|Glop Down Economic Theory|
Now we're getting some trickle down, but you couldn't call it a benefit by any stretch. While Wall Street is turning in record profits and policy makers are touting the recovery the stuff dripping out of the pipes at the bottom of our economy doesn't smell so sweet. Today in the Washington Post there is an article about community colleges not being able to fill the needs of workers trying to gain new skills in the hopes of finding work. Classes are full and budgets are shrinking. Community colleges are not able to meet the needs of real people in real trouble because they are in trouble too. Everyone knows, or should, that the jobs that were lost during the Great Recession are not coming back anytime soon...if at all. There may eventually be more jobs, but they will not be the ones we lost. Getting a job at the individual level, the level where economic benefits are supposed to trickle out of the pipes, is going to be a matter of having the skills the market wants. Community colleges and vocational education programs are at the forefront of providing these skills, but find themselves with shrinking resources at precisely the time that they are most needed.
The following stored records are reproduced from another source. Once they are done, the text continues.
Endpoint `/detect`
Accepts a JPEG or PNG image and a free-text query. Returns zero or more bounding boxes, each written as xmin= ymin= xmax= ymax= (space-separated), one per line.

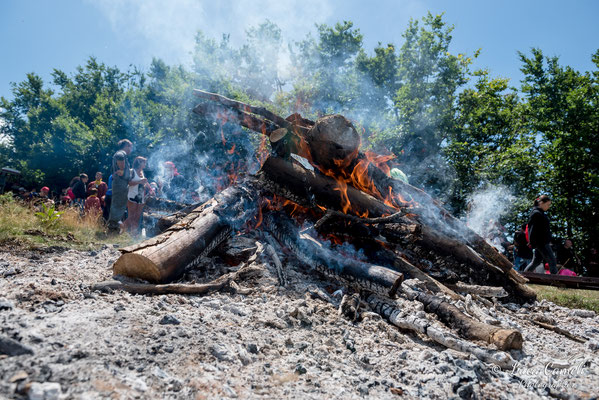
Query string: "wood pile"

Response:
xmin=104 ymin=90 xmax=552 ymax=367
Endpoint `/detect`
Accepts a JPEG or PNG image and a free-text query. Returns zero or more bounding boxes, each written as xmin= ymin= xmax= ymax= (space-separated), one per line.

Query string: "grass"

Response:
xmin=0 ymin=194 xmax=132 ymax=250
xmin=528 ymin=284 xmax=599 ymax=313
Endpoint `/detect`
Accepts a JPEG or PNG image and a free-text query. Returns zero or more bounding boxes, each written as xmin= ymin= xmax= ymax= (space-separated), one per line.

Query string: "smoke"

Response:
xmin=466 ymin=185 xmax=516 ymax=251
xmin=90 ymin=0 xmax=333 ymax=65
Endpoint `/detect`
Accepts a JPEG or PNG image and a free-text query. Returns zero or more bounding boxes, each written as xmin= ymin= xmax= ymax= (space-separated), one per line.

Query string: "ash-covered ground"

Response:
xmin=0 ymin=237 xmax=599 ymax=399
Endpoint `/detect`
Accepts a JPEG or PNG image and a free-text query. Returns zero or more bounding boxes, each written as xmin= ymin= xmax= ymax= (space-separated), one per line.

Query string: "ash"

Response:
xmin=0 ymin=235 xmax=599 ymax=399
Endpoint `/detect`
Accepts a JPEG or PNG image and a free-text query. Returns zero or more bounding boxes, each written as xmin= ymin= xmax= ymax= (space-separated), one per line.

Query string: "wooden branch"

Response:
xmin=263 ymin=213 xmax=403 ymax=297
xmin=193 ymin=104 xmax=280 ymax=136
xmin=446 ymin=282 xmax=507 ymax=297
xmin=113 ymin=179 xmax=259 ymax=283
xmin=363 ymin=293 xmax=515 ymax=369
xmin=91 ymin=264 xmax=255 ymax=295
xmin=402 ymin=286 xmax=524 ymax=350
xmin=531 ymin=320 xmax=587 ymax=343
xmin=193 ymin=89 xmax=308 ymax=134
xmin=258 ymin=157 xmax=397 ymax=217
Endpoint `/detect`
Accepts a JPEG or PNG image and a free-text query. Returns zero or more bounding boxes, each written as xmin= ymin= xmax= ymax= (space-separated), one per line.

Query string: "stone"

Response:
xmin=0 ymin=299 xmax=15 ymax=311
xmin=158 ymin=314 xmax=181 ymax=325
xmin=27 ymin=382 xmax=61 ymax=400
xmin=572 ymin=310 xmax=596 ymax=318
xmin=0 ymin=336 xmax=33 ymax=356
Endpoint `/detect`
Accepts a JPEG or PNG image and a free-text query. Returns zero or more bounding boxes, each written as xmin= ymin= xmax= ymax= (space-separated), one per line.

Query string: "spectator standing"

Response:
xmin=87 ymin=172 xmax=108 ymax=205
xmin=108 ymin=139 xmax=133 ymax=232
xmin=73 ymin=174 xmax=87 ymax=207
xmin=84 ymin=188 xmax=102 ymax=218
xmin=585 ymin=247 xmax=599 ymax=278
xmin=514 ymin=224 xmax=532 ymax=271
xmin=102 ymin=175 xmax=112 ymax=221
xmin=524 ymin=195 xmax=558 ymax=274
xmin=123 ymin=157 xmax=150 ymax=234
xmin=556 ymin=239 xmax=582 ymax=275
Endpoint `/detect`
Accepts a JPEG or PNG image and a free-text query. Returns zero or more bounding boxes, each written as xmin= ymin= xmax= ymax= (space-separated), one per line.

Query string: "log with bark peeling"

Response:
xmin=264 ymin=213 xmax=403 ymax=297
xmin=113 ymin=179 xmax=259 ymax=283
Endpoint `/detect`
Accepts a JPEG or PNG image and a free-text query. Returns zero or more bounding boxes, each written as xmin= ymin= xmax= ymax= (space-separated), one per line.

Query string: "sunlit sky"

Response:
xmin=0 ymin=0 xmax=599 ymax=98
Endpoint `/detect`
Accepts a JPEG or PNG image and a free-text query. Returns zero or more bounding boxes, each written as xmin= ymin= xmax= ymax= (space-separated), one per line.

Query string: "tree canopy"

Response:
xmin=0 ymin=13 xmax=599 ymax=250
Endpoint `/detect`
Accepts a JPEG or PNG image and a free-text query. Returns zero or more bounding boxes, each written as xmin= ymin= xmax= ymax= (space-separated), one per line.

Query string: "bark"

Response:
xmin=96 ymin=264 xmax=255 ymax=295
xmin=113 ymin=180 xmax=259 ymax=283
xmin=193 ymin=89 xmax=308 ymax=135
xmin=258 ymin=157 xmax=397 ymax=217
xmin=402 ymin=287 xmax=524 ymax=350
xmin=363 ymin=293 xmax=514 ymax=369
xmin=447 ymin=282 xmax=507 ymax=297
xmin=264 ymin=213 xmax=403 ymax=297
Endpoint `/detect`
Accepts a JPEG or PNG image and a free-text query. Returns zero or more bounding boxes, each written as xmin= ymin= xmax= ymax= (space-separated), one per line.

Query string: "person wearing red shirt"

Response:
xmin=83 ymin=188 xmax=102 ymax=217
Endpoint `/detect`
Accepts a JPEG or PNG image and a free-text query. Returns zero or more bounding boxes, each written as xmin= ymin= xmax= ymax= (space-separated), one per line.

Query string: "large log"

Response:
xmin=264 ymin=213 xmax=403 ymax=297
xmin=258 ymin=157 xmax=397 ymax=217
xmin=113 ymin=180 xmax=259 ymax=283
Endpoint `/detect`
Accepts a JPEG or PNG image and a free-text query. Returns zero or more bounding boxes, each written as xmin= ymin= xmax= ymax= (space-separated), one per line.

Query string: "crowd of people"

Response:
xmin=15 ymin=139 xmax=188 ymax=235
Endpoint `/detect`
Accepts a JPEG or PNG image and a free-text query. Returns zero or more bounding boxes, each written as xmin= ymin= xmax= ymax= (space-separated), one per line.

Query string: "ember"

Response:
xmin=106 ymin=90 xmax=556 ymax=366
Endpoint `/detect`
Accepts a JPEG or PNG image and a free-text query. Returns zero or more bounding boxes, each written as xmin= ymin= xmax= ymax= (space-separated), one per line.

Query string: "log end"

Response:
xmin=491 ymin=329 xmax=524 ymax=351
xmin=112 ymin=253 xmax=162 ymax=283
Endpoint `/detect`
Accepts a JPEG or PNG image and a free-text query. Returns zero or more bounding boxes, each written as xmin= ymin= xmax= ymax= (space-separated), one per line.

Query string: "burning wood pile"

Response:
xmin=107 ymin=90 xmax=535 ymax=367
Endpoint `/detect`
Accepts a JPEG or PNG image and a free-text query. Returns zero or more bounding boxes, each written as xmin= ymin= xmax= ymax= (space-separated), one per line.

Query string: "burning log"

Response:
xmin=113 ymin=180 xmax=259 ymax=283
xmin=146 ymin=197 xmax=189 ymax=212
xmin=258 ymin=157 xmax=396 ymax=217
xmin=264 ymin=213 xmax=403 ymax=297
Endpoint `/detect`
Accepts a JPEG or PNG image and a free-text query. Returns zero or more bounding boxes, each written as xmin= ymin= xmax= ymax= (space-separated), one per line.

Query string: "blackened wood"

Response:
xmin=264 ymin=212 xmax=403 ymax=297
xmin=258 ymin=157 xmax=397 ymax=217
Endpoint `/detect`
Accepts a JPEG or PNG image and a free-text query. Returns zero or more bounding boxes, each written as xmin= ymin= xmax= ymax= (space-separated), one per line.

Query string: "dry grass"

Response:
xmin=0 ymin=195 xmax=132 ymax=249
xmin=528 ymin=284 xmax=599 ymax=313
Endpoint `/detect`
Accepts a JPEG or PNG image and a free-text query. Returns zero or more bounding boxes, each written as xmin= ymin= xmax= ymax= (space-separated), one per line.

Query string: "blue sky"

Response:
xmin=0 ymin=0 xmax=599 ymax=98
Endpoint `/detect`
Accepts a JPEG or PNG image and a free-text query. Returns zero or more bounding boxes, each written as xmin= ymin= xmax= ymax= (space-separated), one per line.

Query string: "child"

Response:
xmin=84 ymin=188 xmax=102 ymax=217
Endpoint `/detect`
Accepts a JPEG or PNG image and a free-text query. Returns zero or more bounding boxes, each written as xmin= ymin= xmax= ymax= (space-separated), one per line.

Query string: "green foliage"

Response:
xmin=0 ymin=13 xmax=599 ymax=250
xmin=35 ymin=203 xmax=63 ymax=226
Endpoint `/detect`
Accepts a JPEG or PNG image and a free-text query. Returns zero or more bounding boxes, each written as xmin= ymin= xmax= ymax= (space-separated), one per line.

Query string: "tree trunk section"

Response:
xmin=113 ymin=180 xmax=259 ymax=283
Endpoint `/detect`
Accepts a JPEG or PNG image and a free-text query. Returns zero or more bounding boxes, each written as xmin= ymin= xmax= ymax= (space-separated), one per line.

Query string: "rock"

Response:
xmin=587 ymin=340 xmax=599 ymax=350
xmin=158 ymin=314 xmax=181 ymax=325
xmin=0 ymin=336 xmax=33 ymax=356
xmin=27 ymin=382 xmax=61 ymax=400
xmin=8 ymin=370 xmax=29 ymax=383
xmin=572 ymin=310 xmax=596 ymax=318
xmin=295 ymin=363 xmax=308 ymax=375
xmin=458 ymin=384 xmax=474 ymax=399
xmin=209 ymin=344 xmax=233 ymax=361
xmin=0 ymin=299 xmax=15 ymax=311
xmin=247 ymin=343 xmax=258 ymax=354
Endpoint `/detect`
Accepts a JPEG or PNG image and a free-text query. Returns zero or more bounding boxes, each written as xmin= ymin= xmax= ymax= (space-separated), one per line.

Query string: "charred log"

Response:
xmin=264 ymin=213 xmax=403 ymax=297
xmin=113 ymin=180 xmax=259 ymax=283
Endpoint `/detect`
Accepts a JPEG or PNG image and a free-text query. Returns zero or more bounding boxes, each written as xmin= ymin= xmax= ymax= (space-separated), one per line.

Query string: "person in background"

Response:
xmin=73 ymin=174 xmax=88 ymax=208
xmin=514 ymin=224 xmax=532 ymax=271
xmin=524 ymin=195 xmax=558 ymax=275
xmin=83 ymin=188 xmax=102 ymax=218
xmin=108 ymin=139 xmax=133 ymax=233
xmin=87 ymin=172 xmax=108 ymax=206
xmin=158 ymin=161 xmax=187 ymax=201
xmin=100 ymin=175 xmax=112 ymax=221
xmin=556 ymin=239 xmax=582 ymax=275
xmin=585 ymin=247 xmax=599 ymax=278
xmin=123 ymin=157 xmax=151 ymax=234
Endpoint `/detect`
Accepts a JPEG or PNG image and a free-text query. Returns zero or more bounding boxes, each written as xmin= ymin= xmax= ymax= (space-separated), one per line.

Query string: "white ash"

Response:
xmin=0 ymin=238 xmax=599 ymax=399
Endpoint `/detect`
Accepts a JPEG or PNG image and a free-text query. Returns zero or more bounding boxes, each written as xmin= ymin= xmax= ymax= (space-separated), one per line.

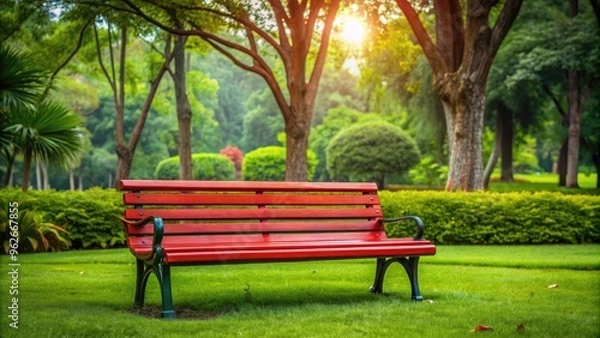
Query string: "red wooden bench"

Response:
xmin=120 ymin=180 xmax=436 ymax=318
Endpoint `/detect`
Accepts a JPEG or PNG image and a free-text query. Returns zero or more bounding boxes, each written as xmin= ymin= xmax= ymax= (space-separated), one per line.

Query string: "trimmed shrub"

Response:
xmin=327 ymin=121 xmax=420 ymax=188
xmin=380 ymin=191 xmax=600 ymax=244
xmin=242 ymin=146 xmax=318 ymax=181
xmin=1 ymin=188 xmax=125 ymax=249
xmin=154 ymin=153 xmax=235 ymax=181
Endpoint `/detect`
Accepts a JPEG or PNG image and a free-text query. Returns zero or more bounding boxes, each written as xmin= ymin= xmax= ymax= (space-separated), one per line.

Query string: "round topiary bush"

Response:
xmin=154 ymin=153 xmax=235 ymax=181
xmin=327 ymin=121 xmax=420 ymax=188
xmin=242 ymin=146 xmax=318 ymax=181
Meanwhile the Fed is trying to stimulate growth by printing money and buying Treasury securities. They call this quantitative easing. This is supposed to drive interest rates down and accelerate the flow of money into the economy. Eventually, they say, it will result in the creation of new jobs. Of course if they let the markets decide where those jobs are going to be, they are likely to be in China.
I don't know were the easing is, but I know down here at the bottom there's a prodigious clog when it comes to benefits and what does manage to seep out onto us is extremely unpleasant. Nothing the geniuses at the top are doing has been any help at all.